The etlChunkSize parameter sets the number of lines that must be included in each chunk of the file. By default the parameter is set to 10000, but you can modify the value based on the requirement.

For example:

run_etl.bat -deploy_tables Y -mapping_classes USER_HIERARCHY -toFile C:\Nitesh\test1.sql -etlChunkSize 200000

This command sets the number of lines in chunk of the file to 200000.

If the fulletlrerun parameter is set to true, complete ETL is run again, starting from the point where the process had stopped earlier:

run_etl.bat -deploy_tables Y -mapping_classes USER_HIERARCHY -toFile C:\etl.sql -fulletlrerun true -etlChunk true

If an error occurs in the server, during the process of creating the chunks of a large file, you can run the full ETL process again with the fulletlrerun=true option. This command starts the process of creating the chunks again, instead of rendering the full ETL again.

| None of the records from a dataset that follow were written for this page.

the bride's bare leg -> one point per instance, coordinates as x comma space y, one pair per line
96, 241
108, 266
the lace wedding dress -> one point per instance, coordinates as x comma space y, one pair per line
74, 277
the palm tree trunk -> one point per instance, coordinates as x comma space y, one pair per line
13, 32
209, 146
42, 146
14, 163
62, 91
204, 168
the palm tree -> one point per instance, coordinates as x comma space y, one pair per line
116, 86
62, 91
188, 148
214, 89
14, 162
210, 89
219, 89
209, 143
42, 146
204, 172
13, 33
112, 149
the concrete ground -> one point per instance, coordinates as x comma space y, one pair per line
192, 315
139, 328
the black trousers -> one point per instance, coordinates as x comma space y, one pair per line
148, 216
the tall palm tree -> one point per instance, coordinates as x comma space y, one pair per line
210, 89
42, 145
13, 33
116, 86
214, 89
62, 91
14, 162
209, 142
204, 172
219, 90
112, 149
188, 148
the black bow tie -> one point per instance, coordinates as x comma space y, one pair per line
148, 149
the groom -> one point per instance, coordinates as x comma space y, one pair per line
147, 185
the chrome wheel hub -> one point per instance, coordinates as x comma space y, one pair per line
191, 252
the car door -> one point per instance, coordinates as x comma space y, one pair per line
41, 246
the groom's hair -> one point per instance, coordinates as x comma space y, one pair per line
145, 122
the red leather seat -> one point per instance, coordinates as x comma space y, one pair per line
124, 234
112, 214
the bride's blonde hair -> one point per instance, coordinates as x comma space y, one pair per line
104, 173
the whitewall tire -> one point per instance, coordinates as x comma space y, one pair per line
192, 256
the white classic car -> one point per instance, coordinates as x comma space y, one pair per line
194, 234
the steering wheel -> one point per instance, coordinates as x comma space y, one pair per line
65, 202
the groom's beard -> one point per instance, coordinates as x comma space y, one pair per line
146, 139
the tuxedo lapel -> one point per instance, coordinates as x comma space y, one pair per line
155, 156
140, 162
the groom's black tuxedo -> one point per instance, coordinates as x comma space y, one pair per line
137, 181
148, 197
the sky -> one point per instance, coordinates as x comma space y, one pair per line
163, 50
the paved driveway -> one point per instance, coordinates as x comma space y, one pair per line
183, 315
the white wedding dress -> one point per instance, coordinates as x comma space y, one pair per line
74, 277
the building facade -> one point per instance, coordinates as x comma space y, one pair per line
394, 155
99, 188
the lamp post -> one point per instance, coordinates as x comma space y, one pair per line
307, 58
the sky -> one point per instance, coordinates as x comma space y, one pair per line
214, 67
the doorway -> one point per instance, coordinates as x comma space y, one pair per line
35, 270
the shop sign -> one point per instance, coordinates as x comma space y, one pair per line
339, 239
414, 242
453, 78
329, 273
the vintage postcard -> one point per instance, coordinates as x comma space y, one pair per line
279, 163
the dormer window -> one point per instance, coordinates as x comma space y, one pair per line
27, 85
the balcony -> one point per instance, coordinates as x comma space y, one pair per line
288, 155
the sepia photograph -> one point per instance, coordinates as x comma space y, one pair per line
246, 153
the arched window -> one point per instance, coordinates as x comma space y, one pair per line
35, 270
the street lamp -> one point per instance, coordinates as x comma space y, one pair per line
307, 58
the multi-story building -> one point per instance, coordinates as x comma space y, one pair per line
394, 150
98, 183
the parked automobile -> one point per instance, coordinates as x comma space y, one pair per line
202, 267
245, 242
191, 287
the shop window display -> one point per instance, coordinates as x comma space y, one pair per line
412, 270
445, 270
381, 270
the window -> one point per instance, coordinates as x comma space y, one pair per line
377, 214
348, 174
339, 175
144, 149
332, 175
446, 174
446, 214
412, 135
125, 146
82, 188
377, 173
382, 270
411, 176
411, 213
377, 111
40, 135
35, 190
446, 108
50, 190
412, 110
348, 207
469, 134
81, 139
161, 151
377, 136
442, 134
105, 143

If the ETL chunked files are not required to be merged, set the value of the dontMerge parameter to true in the xmdbtool.properties file . By default, the value of the dontMerge application parameter is false.

Note:  From version 10.2.15, the ETL bkg can be initiated from the XMDBTool client and the ETL file can be generated in the xmshare folder. By default, the ETL file is generated in the standard folder (apache-tomcat-9.0.x/ETL/<tenant> ) when started from the client or the ETL bkg. We can now pass the xmshare parameter from the client or the ETL bkg and set the value to true. The ETL file will then be generated in the xmshare folder. By default the location of xmshare is ../../xmshare. However, you can specify the location of xmshare in the xmdbtool.xmshareloc application parameter.

The etl bkg can now be triggered from the xmdbtool client batch run_bkg file by specifying xmshare=true in the params parameter. The ETL will run in the bkg server as the ETL bkg process is called and after the ETL run, the file is generated in the xmshare folder , from where the SFTP transfer is done to the specified SFTP address. For example -> run_bkg -bkgName XMDBToolETL.Bkg -params xmshare-_true

Also from version 10.2.15, there will be one individual ETL log file for each run.